Here are some tips to ensure your materials are top-notch:
- Study professional editions of music. Pay attention to engraving, presentation, quality of program notes, spelling, grammar, readability, and standard practices.
- Study competitors and others who have applied. There’s really no shame in finding pieces that have won competitions and seeing what type of presentation they have. Don’t change the style of your music because of this, but take note of how polished the work is, and “steal” a few things from their arsenal that you can adapt to be yours.
- Proofread, proofread, proofread. Take breaks and return to proofreading. Then proofread backwards (literally). Give your work to a friend, a colleague, a mentor, so they can proofread, proofread, proofread. Perfectionism is a dangerous thing, but putting out your best work while avoiding perfectionism is a great thing.
- Pay attention to your email address and contact information. Don’t use the email address you created in seventh grade for AOL Instant Messenger (hint hint seventh-grade me).
- The paper quality of your hard copy materials is important–pay attention to the quality, thickness, brightness, and color of your resume, cover letter, list of works, and score paper.
- If you are handwriting things, don’t use your handwriting that looks like a doctor’s presctiption penning. Print nicely.
- When mailing materials, choose an appropriate size mailer or box and don’t bend or contort things. Insulate items as necessary.
- Keep links to files online indefinitely. The selection committee should be able to access your materials at any time. One way to ensure you are keeping things available that should be available is to create folders on your Google Drive/DropBox/other filesharing program for each application, so you can delete the folder after (but not before) you get that award or rejection letter.
- Make audio streamable when possible. That means providing uncompressed audio when necessary, but also making mp3 versions as well. Uncompressed audio will not stream well on most internet connections. Slowing down the adjudicators is not a good idea.

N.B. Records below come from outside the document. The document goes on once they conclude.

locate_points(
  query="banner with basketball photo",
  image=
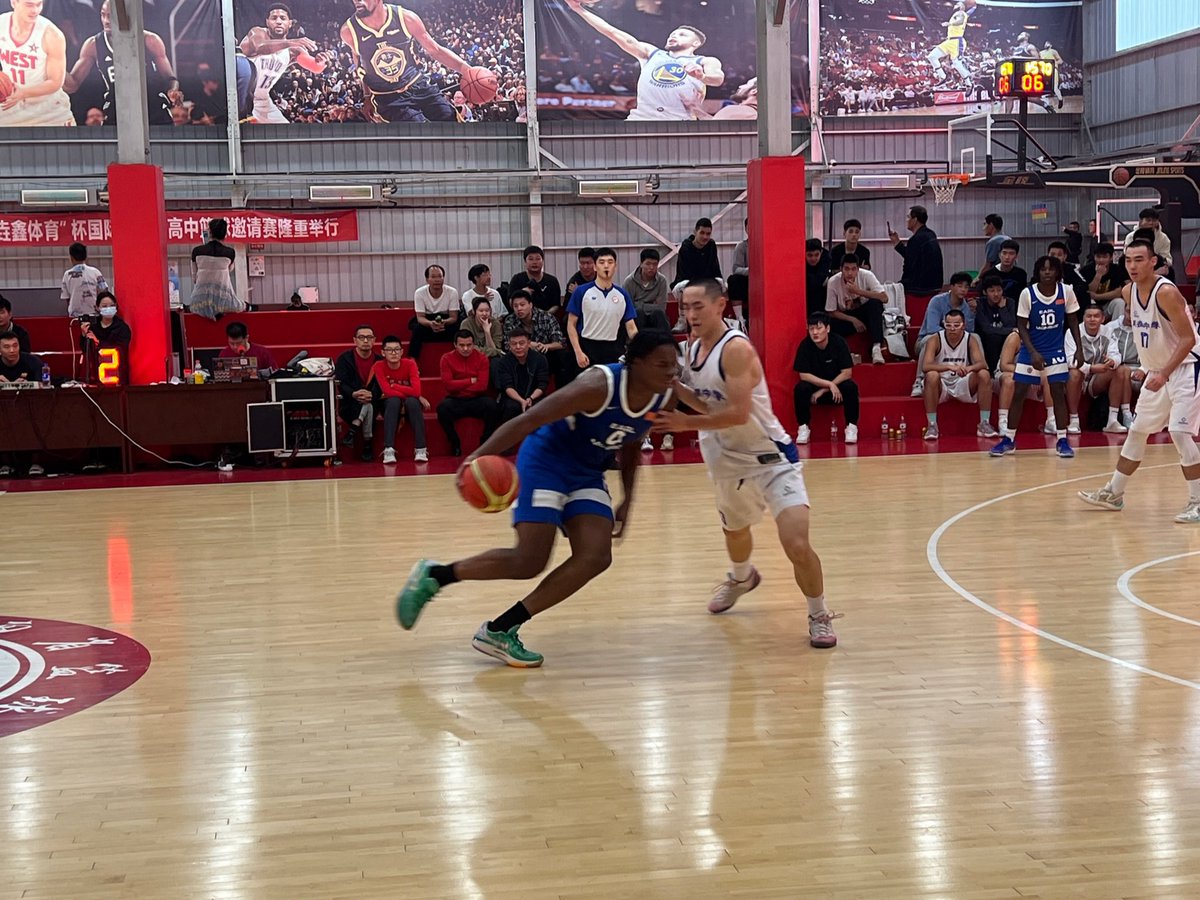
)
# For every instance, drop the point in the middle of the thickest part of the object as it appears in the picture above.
(653, 60)
(57, 64)
(940, 58)
(321, 61)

- When asked for a pseudonym, choose a sensible one. Don’t be too cheeky, dark, juvenile, complex, or otherwise extreme. Just choose a reasonable one.
The process of applying really depends on how much time you have. Ideally one day a week would be devoted to applying to opportunities, but frankly most of us don’t have that much time. (It is still a good goal, though.) I have heard in the blogging world that it is optimal to spend as much time promoting your writing as doing the actual writing, but I am not sure the same applies to music. Regardless, the process of applying should be consistent, even if not continuous.
Some goals in applying often are to find new projects, create and leverage your networks, earn some money, and gain some acclaim. While money and acclaim are not always good goals in general, they are useful. Combined with new projects and network leveraging created by applying often, one creates a career and, more importantly, enriches one’s life and creates fulfillment. Just apply in good faith, and with no expectations (neither positive nor negative).
Apply in good faith, with great-quality materials, and as often as you reasonably can. Get your best work out there, with no expectations of fame or failure. Be reaady for surprises, and take pleasure in the process of applying. Any success or failure is just a result; in most cases your most tangible experience is the application process. Know that all you can do is produce your best work, and the rest is up to a team of people you likely will never meet or will never know you met. The variables are endless, but your work is a variable over which you have ownership and control.